Ransomware: Cybercrooks hold cities hostage
Hackers are taking American cities hostage and making out like bandits, said Lily Hay Newman in Wired.com. Already this year, “more than half a dozen cities and public services across the country have fallen victim to ransomware.” These attacks typically begin with an unsuspecting municipal employee clicking on a link in a seemingly innocent email. Ransomware then spreads across the target city’s computer network and locks the IT system. A municipality can either pay the hackers a ransom to unlock the network or begin the painstaking process of rebooting and rebuilding their entire computer system. Such attacks are often carried out by sophisticated criminal syndicates that “offer malware and attack services to virtually anyone on the black market.” And this crime pays big. Two Florida cities—Riviera Beach and Lake City—paid almost $1.1 million in Bitcoin last month to hackers who had paralyzed their computer systems. Baltimore “was crippled by ransomware” in May but refused to cough up $75,000. Instead, it “spent about $18 million to recover and improve its defenses.”

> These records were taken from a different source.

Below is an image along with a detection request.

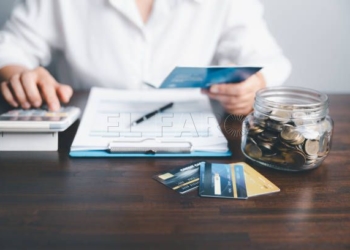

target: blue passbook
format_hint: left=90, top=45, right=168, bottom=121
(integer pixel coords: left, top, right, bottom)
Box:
left=159, top=66, right=262, bottom=89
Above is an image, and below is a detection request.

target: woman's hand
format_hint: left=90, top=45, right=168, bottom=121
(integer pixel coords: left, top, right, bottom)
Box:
left=0, top=66, right=73, bottom=111
left=202, top=73, right=266, bottom=115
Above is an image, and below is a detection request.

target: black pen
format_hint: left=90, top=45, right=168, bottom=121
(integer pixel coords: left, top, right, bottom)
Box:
left=131, top=102, right=174, bottom=126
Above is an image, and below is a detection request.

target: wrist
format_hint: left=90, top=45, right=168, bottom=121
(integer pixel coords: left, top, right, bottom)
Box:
left=0, top=65, right=28, bottom=81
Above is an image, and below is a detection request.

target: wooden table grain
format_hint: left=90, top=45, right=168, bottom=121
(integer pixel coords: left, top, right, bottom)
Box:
left=0, top=92, right=350, bottom=249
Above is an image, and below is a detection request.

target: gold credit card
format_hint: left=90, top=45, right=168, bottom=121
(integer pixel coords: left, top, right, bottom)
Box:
left=199, top=162, right=280, bottom=199
left=234, top=162, right=280, bottom=197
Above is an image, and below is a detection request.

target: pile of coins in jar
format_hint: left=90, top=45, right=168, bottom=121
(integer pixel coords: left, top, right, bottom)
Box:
left=242, top=111, right=333, bottom=171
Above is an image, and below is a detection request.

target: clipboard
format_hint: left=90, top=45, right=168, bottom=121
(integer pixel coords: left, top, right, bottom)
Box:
left=69, top=88, right=232, bottom=157
left=70, top=138, right=232, bottom=158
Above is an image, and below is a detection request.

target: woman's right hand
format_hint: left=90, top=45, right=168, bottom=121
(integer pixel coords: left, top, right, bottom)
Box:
left=0, top=66, right=73, bottom=111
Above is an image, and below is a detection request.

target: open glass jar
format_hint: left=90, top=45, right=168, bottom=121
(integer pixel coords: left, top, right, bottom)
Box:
left=241, top=87, right=333, bottom=171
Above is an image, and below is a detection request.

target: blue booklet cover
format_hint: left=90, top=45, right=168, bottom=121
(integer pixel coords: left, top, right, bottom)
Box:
left=159, top=66, right=262, bottom=89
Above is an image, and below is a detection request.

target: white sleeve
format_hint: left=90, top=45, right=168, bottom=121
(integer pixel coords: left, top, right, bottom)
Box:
left=215, top=0, right=291, bottom=86
left=0, top=0, right=58, bottom=69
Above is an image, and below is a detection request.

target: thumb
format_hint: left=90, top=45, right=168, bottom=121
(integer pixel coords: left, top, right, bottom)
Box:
left=56, top=84, right=73, bottom=103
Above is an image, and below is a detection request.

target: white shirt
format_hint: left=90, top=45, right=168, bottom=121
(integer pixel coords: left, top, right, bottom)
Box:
left=0, top=0, right=291, bottom=89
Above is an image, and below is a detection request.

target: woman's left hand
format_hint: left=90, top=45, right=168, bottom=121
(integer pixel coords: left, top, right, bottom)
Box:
left=202, top=73, right=266, bottom=115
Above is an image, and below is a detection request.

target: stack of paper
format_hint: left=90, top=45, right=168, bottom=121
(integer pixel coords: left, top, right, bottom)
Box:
left=71, top=88, right=230, bottom=156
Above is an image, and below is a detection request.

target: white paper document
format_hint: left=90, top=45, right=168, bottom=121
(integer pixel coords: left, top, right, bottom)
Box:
left=71, top=88, right=228, bottom=152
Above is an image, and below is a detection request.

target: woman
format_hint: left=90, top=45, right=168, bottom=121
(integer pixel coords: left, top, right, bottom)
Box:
left=0, top=0, right=290, bottom=114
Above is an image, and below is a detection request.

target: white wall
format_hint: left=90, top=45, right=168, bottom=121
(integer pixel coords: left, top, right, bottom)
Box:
left=0, top=0, right=350, bottom=93
left=261, top=0, right=350, bottom=93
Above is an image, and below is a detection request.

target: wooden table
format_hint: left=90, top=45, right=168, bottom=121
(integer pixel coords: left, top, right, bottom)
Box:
left=0, top=92, right=350, bottom=249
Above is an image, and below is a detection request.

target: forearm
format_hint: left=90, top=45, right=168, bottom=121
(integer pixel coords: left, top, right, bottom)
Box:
left=0, top=65, right=27, bottom=81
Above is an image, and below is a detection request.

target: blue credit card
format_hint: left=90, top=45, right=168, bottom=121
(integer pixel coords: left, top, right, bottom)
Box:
left=159, top=67, right=262, bottom=89
left=153, top=162, right=205, bottom=194
left=199, top=163, right=248, bottom=199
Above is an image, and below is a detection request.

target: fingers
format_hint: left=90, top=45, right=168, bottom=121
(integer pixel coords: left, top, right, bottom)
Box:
left=36, top=68, right=60, bottom=111
left=0, top=67, right=73, bottom=111
left=21, top=71, right=42, bottom=108
left=56, top=84, right=73, bottom=103
left=10, top=74, right=30, bottom=109
left=0, top=82, right=18, bottom=108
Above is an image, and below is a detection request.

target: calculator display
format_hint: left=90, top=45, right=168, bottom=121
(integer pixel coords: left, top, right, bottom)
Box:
left=0, top=116, right=66, bottom=122
left=0, top=107, right=80, bottom=132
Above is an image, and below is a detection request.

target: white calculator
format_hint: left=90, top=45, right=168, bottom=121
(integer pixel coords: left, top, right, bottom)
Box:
left=0, top=107, right=81, bottom=132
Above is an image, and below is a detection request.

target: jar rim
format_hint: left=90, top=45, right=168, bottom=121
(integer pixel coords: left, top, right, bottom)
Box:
left=256, top=86, right=328, bottom=108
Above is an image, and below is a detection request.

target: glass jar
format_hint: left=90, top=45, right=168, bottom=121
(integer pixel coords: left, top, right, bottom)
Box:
left=241, top=87, right=333, bottom=171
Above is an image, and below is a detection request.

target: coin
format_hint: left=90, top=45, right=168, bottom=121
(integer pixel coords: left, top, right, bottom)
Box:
left=270, top=110, right=291, bottom=123
left=318, top=132, right=328, bottom=157
left=304, top=140, right=320, bottom=155
left=282, top=151, right=306, bottom=170
left=245, top=143, right=262, bottom=159
left=281, top=124, right=301, bottom=142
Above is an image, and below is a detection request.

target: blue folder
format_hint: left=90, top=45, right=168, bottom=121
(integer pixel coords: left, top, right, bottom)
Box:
left=69, top=150, right=232, bottom=158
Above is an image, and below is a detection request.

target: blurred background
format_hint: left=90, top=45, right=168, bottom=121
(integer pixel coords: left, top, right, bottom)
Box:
left=0, top=0, right=350, bottom=93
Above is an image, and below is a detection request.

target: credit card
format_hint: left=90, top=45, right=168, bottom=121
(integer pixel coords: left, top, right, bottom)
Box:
left=199, top=163, right=248, bottom=199
left=199, top=162, right=280, bottom=199
left=153, top=162, right=205, bottom=194
left=159, top=66, right=262, bottom=89
left=237, top=162, right=280, bottom=197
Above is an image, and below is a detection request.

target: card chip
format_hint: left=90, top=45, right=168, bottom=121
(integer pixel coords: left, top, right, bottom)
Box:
left=158, top=173, right=174, bottom=180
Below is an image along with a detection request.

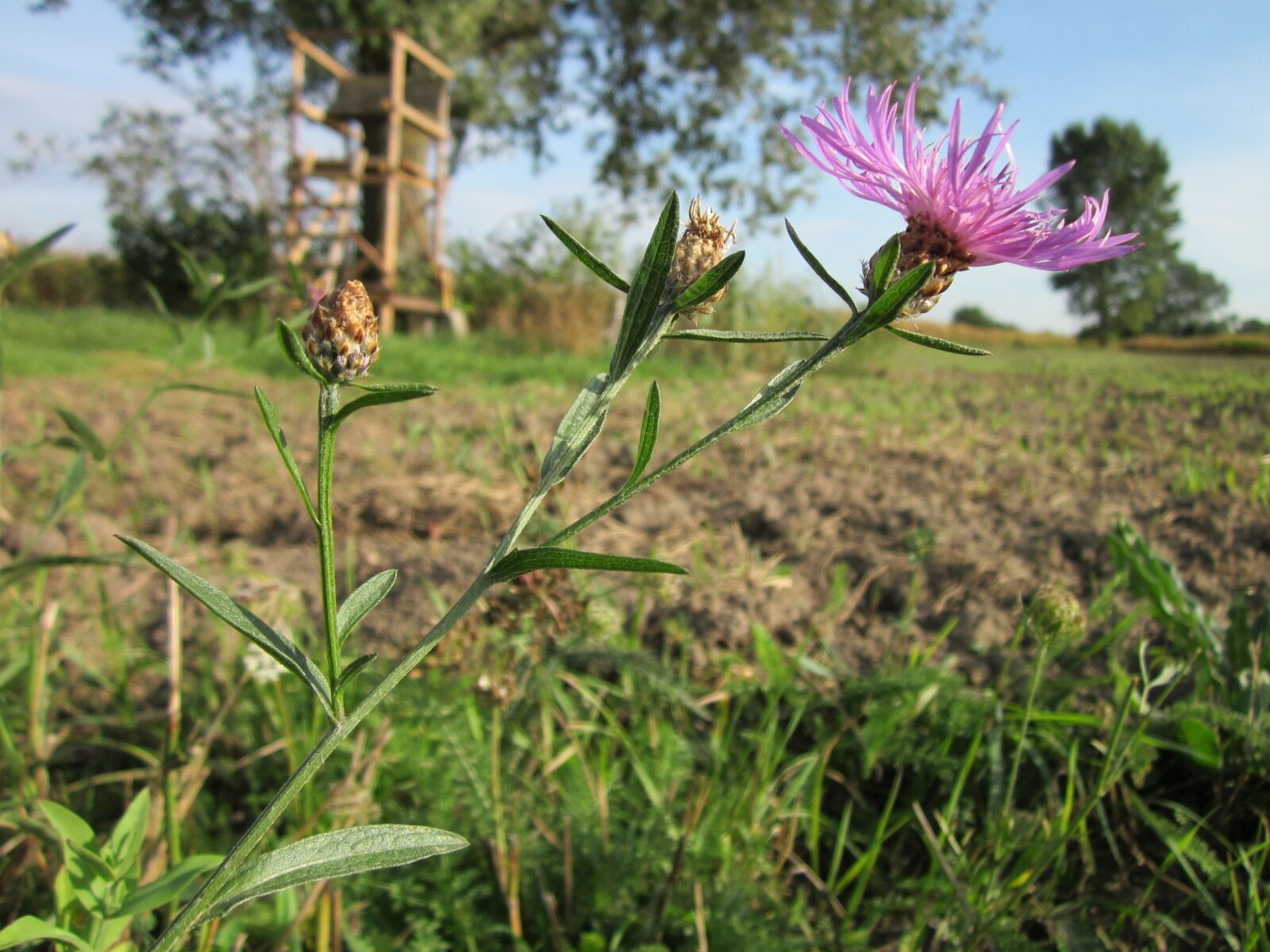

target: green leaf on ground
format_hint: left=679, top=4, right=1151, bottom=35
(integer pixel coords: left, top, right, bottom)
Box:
left=205, top=823, right=468, bottom=918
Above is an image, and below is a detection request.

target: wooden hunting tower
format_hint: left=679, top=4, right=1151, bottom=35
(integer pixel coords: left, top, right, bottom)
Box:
left=284, top=30, right=465, bottom=332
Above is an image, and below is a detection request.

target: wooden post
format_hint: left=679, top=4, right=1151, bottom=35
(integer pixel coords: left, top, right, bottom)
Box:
left=432, top=83, right=455, bottom=319
left=379, top=30, right=405, bottom=334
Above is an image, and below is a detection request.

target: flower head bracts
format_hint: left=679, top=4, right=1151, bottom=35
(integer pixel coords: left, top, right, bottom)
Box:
left=783, top=80, right=1138, bottom=271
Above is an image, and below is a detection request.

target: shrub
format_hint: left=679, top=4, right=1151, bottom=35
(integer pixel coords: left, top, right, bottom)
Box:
left=110, top=190, right=273, bottom=313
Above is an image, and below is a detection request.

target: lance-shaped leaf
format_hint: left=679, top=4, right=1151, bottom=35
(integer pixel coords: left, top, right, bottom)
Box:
left=335, top=651, right=379, bottom=694
left=225, top=278, right=277, bottom=301
left=626, top=381, right=662, bottom=486
left=489, top=546, right=688, bottom=582
left=665, top=328, right=828, bottom=344
left=541, top=373, right=611, bottom=489
left=887, top=328, right=992, bottom=357
left=733, top=360, right=805, bottom=430
left=868, top=235, right=899, bottom=301
left=0, top=225, right=75, bottom=290
left=335, top=569, right=396, bottom=645
left=785, top=218, right=860, bottom=313
left=542, top=214, right=631, bottom=294
left=112, top=853, right=224, bottom=916
left=0, top=916, right=93, bottom=952
left=671, top=251, right=745, bottom=313
left=278, top=320, right=328, bottom=383
left=333, top=383, right=437, bottom=427
left=203, top=823, right=468, bottom=919
left=159, top=381, right=246, bottom=400
left=116, top=536, right=335, bottom=720
left=256, top=387, right=318, bottom=525
left=861, top=262, right=935, bottom=332
left=102, top=787, right=150, bottom=871
left=608, top=192, right=679, bottom=378
left=142, top=281, right=186, bottom=344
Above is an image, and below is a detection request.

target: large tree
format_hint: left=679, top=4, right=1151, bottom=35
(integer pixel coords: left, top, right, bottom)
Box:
left=37, top=0, right=987, bottom=216
left=1050, top=117, right=1227, bottom=340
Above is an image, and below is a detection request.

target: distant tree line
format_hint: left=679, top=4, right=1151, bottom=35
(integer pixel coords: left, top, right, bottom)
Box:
left=1050, top=117, right=1234, bottom=341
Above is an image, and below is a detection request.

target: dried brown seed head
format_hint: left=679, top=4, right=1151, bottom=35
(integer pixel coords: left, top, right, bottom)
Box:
left=303, top=281, right=379, bottom=381
left=665, top=195, right=737, bottom=313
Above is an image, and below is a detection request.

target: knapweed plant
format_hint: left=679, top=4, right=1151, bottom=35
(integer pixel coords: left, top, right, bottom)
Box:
left=109, top=76, right=1133, bottom=952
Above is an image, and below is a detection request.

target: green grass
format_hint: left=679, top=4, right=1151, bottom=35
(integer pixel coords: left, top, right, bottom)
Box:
left=7, top=309, right=1270, bottom=952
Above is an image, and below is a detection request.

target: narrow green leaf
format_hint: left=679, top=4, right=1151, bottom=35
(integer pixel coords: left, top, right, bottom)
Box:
left=116, top=536, right=335, bottom=720
left=112, top=853, right=225, bottom=918
left=785, top=218, right=860, bottom=315
left=347, top=377, right=436, bottom=396
left=608, top=192, right=679, bottom=378
left=203, top=823, right=468, bottom=918
left=142, top=281, right=186, bottom=344
left=278, top=320, right=328, bottom=383
left=542, top=214, right=631, bottom=294
left=159, top=382, right=246, bottom=400
left=332, top=383, right=437, bottom=427
left=737, top=383, right=802, bottom=430
left=0, top=225, right=75, bottom=290
left=868, top=235, right=899, bottom=301
left=665, top=328, right=828, bottom=344
left=671, top=251, right=745, bottom=313
left=37, top=800, right=93, bottom=844
left=489, top=546, right=688, bottom=582
left=171, top=241, right=211, bottom=298
left=256, top=387, right=318, bottom=525
left=0, top=555, right=132, bottom=589
left=335, top=569, right=396, bottom=645
left=102, top=787, right=150, bottom=873
left=862, top=262, right=935, bottom=332
left=57, top=406, right=106, bottom=462
left=887, top=325, right=992, bottom=357
left=44, top=453, right=87, bottom=525
left=0, top=916, right=93, bottom=952
left=335, top=651, right=379, bottom=694
left=541, top=373, right=611, bottom=489
left=1177, top=717, right=1222, bottom=766
left=225, top=278, right=277, bottom=301
left=626, top=381, right=662, bottom=486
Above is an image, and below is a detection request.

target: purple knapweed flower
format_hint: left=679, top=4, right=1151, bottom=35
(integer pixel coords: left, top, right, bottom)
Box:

Sometimes it just makes sense to hand over the money, said Larry Dignan in ZDNet.com. That goes against conventional wisdom. But there are high costs to having your city paralyzed for days. Organizations have to weigh numerous factors. If they stand firm, how much will they have to pay the consultants who will rebuild their computer systems? And what valuable data might be lost permanently in that process? In the end, paying ransom “starts to look like every other business decision.” Some hackers might even be willing to offer cooperative victims a discount. The “post-Baltimore mindset” of many municipalities is that “paying ransom now potentially looks cheaper and faster,” said Jamie Condliffe in The New York Times. But that simply encourages more attacks “by signaling that a city is willing to pay and doesn’t have an effective response plan.” What’s to stop Riviera Beach and Lake City from being hacked again and again?
Ransomware succeeds “because organizations are still running their IT departments like it’s 1999,” said Sean Gallagher in ArsTechnica.com. If cities had a recovery plan or backup systems on standby, “then ransomware attacks would be mostly a containable annoyance.” Baltimore’s chief information officer— whose background was in sales, not IT—had been developing a disaster plan “intended mostly for dealing with power outages, not total data loss.” The city also didn’t have insurance to cover the cost of an IT system recovery, despite pleas from an IT security manager. This is “indicative of just how unprepared many governments” are for these malicious attacks. Until cities get real about this threat, crooks will keep on shaking them down.